Our second biggest problem with Godot wasn’t it’s lack of documentation (and that WAS a problem), but GDScript debugging. A lot of crashes and bugs were coming from unknown GDScript problems, and the built-in debugging tools of the engine didn’t help us a lot. It sure looked cool, though - there are some efficiency profiles for you to test your game’s FPS and memory usage in real time, and a lot of other informations about the game objects and nodes in the “Performance” tab. But the “Debugger” tab felt somewhat useless when we had to fix the problems by hard-testing our scripts, or when the game crashed and no information about the crash could be seen anywhere. The game window would simply disappear, and you would be back staring at Godot.
It felt like a robust debugging system at first, but after these experiences, we had to spent a lot of time just playing around with GDScript to see if the bug or crash would be solved. Then again, the bugs were caused by mistakes we made coding in GDScript, but mistakes made in C# on Unity are usually discovered much, much faster than what we experienced on Godot.
So there we are. After this rough beginning, we could actually code in GDScript and make some tests.

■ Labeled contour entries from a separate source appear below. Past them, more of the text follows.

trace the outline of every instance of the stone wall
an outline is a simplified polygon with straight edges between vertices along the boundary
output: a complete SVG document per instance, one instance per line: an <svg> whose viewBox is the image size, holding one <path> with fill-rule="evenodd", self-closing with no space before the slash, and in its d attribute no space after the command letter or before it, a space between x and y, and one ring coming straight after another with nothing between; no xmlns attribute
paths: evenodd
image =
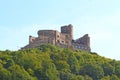
<svg viewBox="0 0 120 80"><path fill-rule="evenodd" d="M90 38L88 34L73 40L73 26L62 26L61 32L57 30L39 30L38 37L29 36L29 44L23 48L37 47L42 44L52 44L62 48L82 49L90 51Z"/></svg>

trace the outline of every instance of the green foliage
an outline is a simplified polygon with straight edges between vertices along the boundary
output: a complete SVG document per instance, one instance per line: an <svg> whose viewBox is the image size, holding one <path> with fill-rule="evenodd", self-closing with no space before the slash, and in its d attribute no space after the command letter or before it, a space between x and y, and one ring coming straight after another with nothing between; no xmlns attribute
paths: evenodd
<svg viewBox="0 0 120 80"><path fill-rule="evenodd" d="M0 80L120 80L120 61L52 45L0 51Z"/></svg>

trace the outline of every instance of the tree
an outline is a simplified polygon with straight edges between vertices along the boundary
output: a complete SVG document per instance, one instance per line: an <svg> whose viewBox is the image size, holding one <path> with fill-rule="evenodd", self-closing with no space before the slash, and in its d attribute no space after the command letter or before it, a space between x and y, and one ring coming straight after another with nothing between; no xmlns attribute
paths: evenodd
<svg viewBox="0 0 120 80"><path fill-rule="evenodd" d="M104 76L103 69L93 64L86 64L80 69L81 75L89 75L94 80L101 79Z"/></svg>

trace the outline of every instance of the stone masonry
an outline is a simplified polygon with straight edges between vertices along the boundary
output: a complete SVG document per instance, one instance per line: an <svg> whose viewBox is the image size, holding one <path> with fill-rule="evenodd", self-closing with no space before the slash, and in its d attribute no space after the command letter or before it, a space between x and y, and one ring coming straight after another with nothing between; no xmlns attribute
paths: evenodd
<svg viewBox="0 0 120 80"><path fill-rule="evenodd" d="M38 37L29 36L29 44L22 49L34 48L43 44L52 44L62 48L91 50L88 34L73 40L73 26L71 24L62 26L61 32L57 30L39 30Z"/></svg>

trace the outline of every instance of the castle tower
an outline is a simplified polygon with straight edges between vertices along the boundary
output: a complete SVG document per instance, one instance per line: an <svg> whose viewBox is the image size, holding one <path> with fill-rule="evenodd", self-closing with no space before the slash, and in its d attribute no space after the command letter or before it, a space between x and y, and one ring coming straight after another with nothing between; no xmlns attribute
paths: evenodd
<svg viewBox="0 0 120 80"><path fill-rule="evenodd" d="M69 24L68 26L61 27L61 33L68 34L70 36L70 40L73 39L73 26Z"/></svg>

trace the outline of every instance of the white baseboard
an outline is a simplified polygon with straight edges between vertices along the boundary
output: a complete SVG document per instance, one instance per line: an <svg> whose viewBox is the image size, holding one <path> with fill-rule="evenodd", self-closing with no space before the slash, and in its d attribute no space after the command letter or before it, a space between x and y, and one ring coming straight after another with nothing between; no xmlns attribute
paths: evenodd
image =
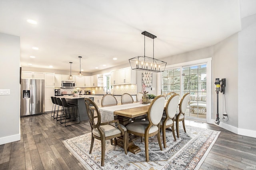
<svg viewBox="0 0 256 170"><path fill-rule="evenodd" d="M256 131L252 130L245 129L244 129L238 128L231 125L228 125L222 122L220 122L220 125L218 125L214 122L215 119L211 119L210 122L208 122L216 126L219 126L223 129L229 131L236 134L243 136L256 138Z"/></svg>
<svg viewBox="0 0 256 170"><path fill-rule="evenodd" d="M20 140L20 134L0 138L0 145Z"/></svg>

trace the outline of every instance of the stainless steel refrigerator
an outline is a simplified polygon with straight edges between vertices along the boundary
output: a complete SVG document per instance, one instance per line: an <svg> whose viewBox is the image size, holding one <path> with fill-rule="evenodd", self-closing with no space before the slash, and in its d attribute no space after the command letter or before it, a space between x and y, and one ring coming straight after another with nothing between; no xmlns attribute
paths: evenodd
<svg viewBox="0 0 256 170"><path fill-rule="evenodd" d="M21 79L20 116L44 112L44 80Z"/></svg>

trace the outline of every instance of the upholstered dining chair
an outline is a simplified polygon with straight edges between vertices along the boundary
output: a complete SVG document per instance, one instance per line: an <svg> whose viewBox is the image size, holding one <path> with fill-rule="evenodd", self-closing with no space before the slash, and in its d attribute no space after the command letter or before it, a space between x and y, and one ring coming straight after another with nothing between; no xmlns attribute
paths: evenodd
<svg viewBox="0 0 256 170"><path fill-rule="evenodd" d="M143 94L140 92L139 92L137 94L137 95L136 95L137 102L140 102L140 100L142 99L142 96L143 96Z"/></svg>
<svg viewBox="0 0 256 170"><path fill-rule="evenodd" d="M126 127L119 123L118 120L101 123L100 113L96 104L88 98L84 98L84 102L92 128L92 141L89 153L92 153L94 138L101 141L101 165L104 166L106 141L123 136L124 152L127 154L127 132ZM94 110L97 113L96 115L94 115L94 110L91 108L91 106L94 107ZM95 119L96 118L97 119ZM111 124L112 123L115 123L116 126L111 125Z"/></svg>
<svg viewBox="0 0 256 170"><path fill-rule="evenodd" d="M121 103L132 103L133 102L133 98L128 93L124 93L121 96Z"/></svg>
<svg viewBox="0 0 256 170"><path fill-rule="evenodd" d="M149 161L148 153L148 138L157 135L158 144L162 150L160 139L160 123L163 115L164 107L164 96L156 97L150 103L148 110L148 121L140 120L134 121L126 125L128 134L144 137L146 160Z"/></svg>
<svg viewBox="0 0 256 170"><path fill-rule="evenodd" d="M106 94L103 96L102 99L101 100L101 105L104 106L106 105L116 105L117 104L117 100L111 94Z"/></svg>
<svg viewBox="0 0 256 170"><path fill-rule="evenodd" d="M174 94L176 94L175 92L170 92L165 95L165 99L169 99L169 98Z"/></svg>
<svg viewBox="0 0 256 170"><path fill-rule="evenodd" d="M180 95L178 94L173 94L169 98L165 106L166 115L163 116L162 120L160 121L160 128L162 128L162 131L163 141L164 148L166 147L166 129L172 127L172 135L174 140L176 141L176 137L174 133L174 118L177 111L177 108L179 105L179 100Z"/></svg>
<svg viewBox="0 0 256 170"><path fill-rule="evenodd" d="M186 93L182 96L180 102L180 107L179 107L180 111L179 113L176 113L174 117L174 121L176 122L176 132L178 137L180 137L179 122L182 121L184 131L186 133L185 128L185 112L187 109L190 96L189 93Z"/></svg>

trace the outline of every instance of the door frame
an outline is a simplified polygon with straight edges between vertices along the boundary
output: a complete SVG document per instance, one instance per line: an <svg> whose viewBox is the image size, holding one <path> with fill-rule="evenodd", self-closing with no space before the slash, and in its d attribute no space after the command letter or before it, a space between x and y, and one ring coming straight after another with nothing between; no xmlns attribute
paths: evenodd
<svg viewBox="0 0 256 170"><path fill-rule="evenodd" d="M212 57L207 58L200 60L194 60L187 62L182 63L166 66L166 70L176 68L177 67L182 67L189 66L193 64L200 64L206 63L206 88L208 92L206 94L206 121L208 123L212 121ZM181 70L181 73L182 72ZM181 78L182 77L181 77ZM162 88L162 72L157 74L157 95L161 94ZM181 93L182 93L181 91ZM182 94L182 93L181 93ZM197 118L196 119L198 119ZM198 119L200 120L200 119Z"/></svg>

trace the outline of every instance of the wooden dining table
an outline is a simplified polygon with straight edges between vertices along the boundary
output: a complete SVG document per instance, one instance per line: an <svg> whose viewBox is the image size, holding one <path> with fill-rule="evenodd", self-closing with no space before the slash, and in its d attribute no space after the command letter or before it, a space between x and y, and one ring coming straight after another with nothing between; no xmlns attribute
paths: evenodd
<svg viewBox="0 0 256 170"><path fill-rule="evenodd" d="M134 103L136 103L136 102ZM102 107L112 106L113 106L114 105L108 105L104 106L98 106L98 107L100 108ZM114 115L116 115L116 119L118 120L119 123L125 126L130 123L131 118L137 117L143 115L146 115L148 114L148 110L149 106L149 105L144 106L142 104L141 106L139 107L116 110L114 111ZM136 154L141 151L140 147L135 145L132 141L132 139L134 139L138 137L134 135L130 135L129 136L129 139L128 143L128 150L134 154ZM116 144L118 146L123 147L123 139L121 137L118 139Z"/></svg>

There were some other Godot-quirks during the jam, like the fact that the Audio importing for me and my game-dev partner didn’t work as expected - for an unknown reason, the audio we imported was playing in the game slightly faster than the original audio (but fortunately for us, we liked it that way, so we turned it into a feature by making the audio play even faster on later levels!). There was also some instability during the stand-alone execution (the stand-alone crashed - even if we had tested it before and it was working just fine, so we had to play the game using the engine project). But they were unfortunate events; the two biggest problems, though, were the new design method for the nodes/scenes system, and the GDScript difficult debugging.
It’s still noteworthy that we are newbie developers, and as such, most of this analysis comes from the fact that we are still learning how to develop games, and we are just experiencing a new tool. But since Godot is not just a new tool for us, but plain NEW to the whole community, and is just starting to grow as a real, public workable engine, these rookie mistakes are worth being described, so we can start making new tutorials or think about improvements on Godot’s interface, making it more accessible for indies and students like us. That is the group’s intention on adopting Godot as the engine for our student projects. In-between the difficulties we had with it, the final experience let us see a great learning potential, and we are more sure than ever in betting on it and in its growing community.
You can play both games (made in the beta-version of Godot 1.1) by downloading the git projects below:
Ambrigram: https://github.com/henriquelalves/Ambrigram
IlluminatisEverywhere: https://github.com/henriquelalves/IlluminatisEverywhere
(PS: A big thank-you to the other Gamux members for sending me the “Godot jam-report”, and my eternal gratitude for Gustavo Crivelli for proof-reading this post!)